I know I wouldn't trust a company that is involved in sketchy practices with all that information. Would you?

5 Aug 04 | +Permalink+ | Comments (46) | TrackBack (0)

The Red, White, and Blue Civilization

Like all my dreams, by the time I am awake enough to hobble over to my desk to write them down, I have already lost pieces of the story. This dream's largest memory gap comes at it's beginning.

...We got on a planet that had many portals/warps mounted to it's surface. We spent time walking on the surface to collect various supplies and artifacts from this planet. Suddenly we were under attack and we had to run into the ship. Once in the ship, we entered the nearest warp portal.
We all let out sighs of relief as we narrowly escaped the attack unharmed. Once through the warp, we were under immediate attack again! But this was a very different place. I was still standing at one of the gates of my ship. The gates of my ship had port holes near the top of the 50+ foot high gates, so I climbed up the gate to look out of an opening. When I reached the top there were small cybernetic organisms perched around the window/opening. They began to fire at me, but with their limited mobility I was able to avoid being shot. I grabbed on to one of them and twisted it around forcefully. then what I recognized as a human popped up to the window area, and the little creatures stopped firing. The man held up what looked like a dollar bill with the letter 'A' in the places where we would expect to see numbers. He asked me if I could make a copy of it. I interpreted this as a test to see if I was loyal to america or what I later came to call "The Red, White, and Blue Civilization". I told the man that no, it was illegal to copy a dollar bill. The attack on our ship stopped, and we were directed into a giant ship that housed the population of a planet. The name, "The Red, White, and Blue Civilization" came from the constant chants "Red, White, and Blue!" that could be heard throughout the mothership. Thinking back, I heard the same chants from their fighter ships, but payed little attention to them then.
Shortly after boarding this giant ship, I began talking with a mother and her two boys. I found out that it was some time in the year 15,000 AD. I watched as some members of my ship were being escorted past us. Among them were elves and nymphs. I told the mother and boys about how we had found these creatures on a prior journey, and that we were preserving them on our ship. I told one of the elves "Its the year fifteen thousand!!". He shouted "Whoa!" and continued walking to wherever he and the others were being led.
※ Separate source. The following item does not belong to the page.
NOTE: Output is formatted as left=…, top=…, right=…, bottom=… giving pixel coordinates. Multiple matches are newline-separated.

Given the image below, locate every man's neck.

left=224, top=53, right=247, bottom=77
At one point I asked the mother how much a McDonalds Happy Meal cost, to which she replied "99 dollars." She was baffled when I told her that I had traveled from 2099, that I had originally come from 2004(which I pronounced twenty oh-four), and that in my time, a McDonalds Happy Meal was a mere five dollars. I asked her if her kids had any genetic modification, because I had read about it, and surely it would be a reality by now. Of her two boys, one had and one hadn't had modification. The one boy spoke up and told me that he had been given the choice at a young age keep genetic modifications that he had been given before birth, and he had chosen not to. This must have been the way the civilization had allowed themselves to justify genetic modificaftion. They would give every child the choice of being genetically modified or not at a young age, presumably after education on the subject. Apparently in this far future, modification can take place long after one has been born, since the boy was able to choose not to *keep* his genetic modifications. The other boy had "clonar" modification or something like that. His mother explained to me that he could sense things through solid matter. She also mentioned something about God. "If God puts something there, he can sense it." I remember thinking "Wow, Jon was right- religion has survived this long."